2. The case of the revenue is that the Tribunal without giving a finding as to whether the assessee is also a dealer in shares directed to make proportion (sic-apportionment), in respect of the dividend received by them. Hence, without there being any finding that the assessee is a dealer in shares, such a direction for apportionment cannot be legally sustained.

3. However, on seeing the order of the Tribunal, in the very first wording of the second paragraph, it is stated as “that the assessee is a company carrying on business of dealing in shares”, so is the admission made by the Department before the CIT(A), which is manifestly clear from its order, which proceeds that “the argument would appear to be that for an investment company which is a dealer in shares, income derived from shares by way of dividend though for purpose of computation of total income has to be shown separately under other sources, the deduction of expenditure should be made only against the business income and not against the net dividend income derived by the appellant. So, it is clinching that the case of the Department as well as the assessee is that the assessee is a dealer in shares. When the facts of the case itself are projected as stated, we are unable to accept that there is no finding to that effect. The finding has been given only in respect of a fact which is disputed. In this case the fact to the effect is admitted.

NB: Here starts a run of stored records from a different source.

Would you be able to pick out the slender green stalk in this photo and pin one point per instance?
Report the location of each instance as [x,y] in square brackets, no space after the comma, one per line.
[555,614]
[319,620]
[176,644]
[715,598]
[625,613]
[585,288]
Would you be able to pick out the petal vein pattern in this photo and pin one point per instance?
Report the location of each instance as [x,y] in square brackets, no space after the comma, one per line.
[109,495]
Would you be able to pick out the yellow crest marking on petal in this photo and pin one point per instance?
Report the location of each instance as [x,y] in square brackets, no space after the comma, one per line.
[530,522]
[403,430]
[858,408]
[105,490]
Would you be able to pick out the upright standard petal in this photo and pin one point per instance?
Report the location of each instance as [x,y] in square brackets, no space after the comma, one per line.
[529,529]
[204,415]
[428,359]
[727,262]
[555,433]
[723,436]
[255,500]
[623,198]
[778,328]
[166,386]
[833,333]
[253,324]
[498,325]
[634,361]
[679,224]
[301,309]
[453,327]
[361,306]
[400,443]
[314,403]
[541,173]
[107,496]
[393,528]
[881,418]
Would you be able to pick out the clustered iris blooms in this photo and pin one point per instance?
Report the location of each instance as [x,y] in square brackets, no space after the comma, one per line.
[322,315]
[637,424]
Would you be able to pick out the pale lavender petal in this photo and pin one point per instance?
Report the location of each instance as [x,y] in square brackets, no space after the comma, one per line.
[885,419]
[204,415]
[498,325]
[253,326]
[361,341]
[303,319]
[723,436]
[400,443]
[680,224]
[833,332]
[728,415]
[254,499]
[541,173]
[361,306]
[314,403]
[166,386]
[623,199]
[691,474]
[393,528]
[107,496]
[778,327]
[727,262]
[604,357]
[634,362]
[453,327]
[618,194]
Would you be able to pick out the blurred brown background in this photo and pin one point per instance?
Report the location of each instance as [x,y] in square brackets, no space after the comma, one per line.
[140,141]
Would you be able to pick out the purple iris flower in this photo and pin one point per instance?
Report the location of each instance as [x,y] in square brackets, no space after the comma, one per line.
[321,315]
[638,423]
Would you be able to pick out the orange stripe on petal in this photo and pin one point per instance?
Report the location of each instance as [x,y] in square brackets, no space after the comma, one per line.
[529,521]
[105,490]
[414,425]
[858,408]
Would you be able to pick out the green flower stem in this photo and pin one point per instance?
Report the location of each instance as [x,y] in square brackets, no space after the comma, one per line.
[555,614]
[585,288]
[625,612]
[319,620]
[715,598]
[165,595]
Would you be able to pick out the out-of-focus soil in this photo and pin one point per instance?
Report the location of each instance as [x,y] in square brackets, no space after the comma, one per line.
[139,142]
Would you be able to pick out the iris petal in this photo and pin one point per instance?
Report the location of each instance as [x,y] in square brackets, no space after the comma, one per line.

4. The learned counsel appearing for the Revenue submitted that though the question of law is not happily worded, the intention with which the appeal has been filed by the Revenue is only to consider whether the dividend so directed to the apportioned by the Tribunal in respect of the two businesses is referable to the gross dividend or net dividend, which argument can also be easily rejected as it is clear from the order of the Tribunal that the dividend directed to be apportioned is only dividend representing the net dividend and not the gross dividend. The Tribunal in its order has categorically held that the deduction under section 80M should be allowed on the net dividend after deduction of the interest on the capital borrowed for investment and not on the gross amount of dividend.

5. Hence, on both the above grounds, the question of law framed that without there being any finding as to whether the assessee-company is dealing in shares, the order passed by the Tribunal cannot be sustained, has to be rejected, as there is a clear finding as well as the admission of the assessee as well as the revenue themselves before all the authorities that the assesseecompany is dealing with shares and of the alternative submission made by the counsel that there is no finding as to whether the apportionment has to be made on the net dividend and gross dividend, which has also been categorically stated in the order passed by the Tribunal that the direction as to apportionment is only on the net dividend, there remains nothing to be adjudicated, and the appeal is liable to be dismissed, and the same is dismissed.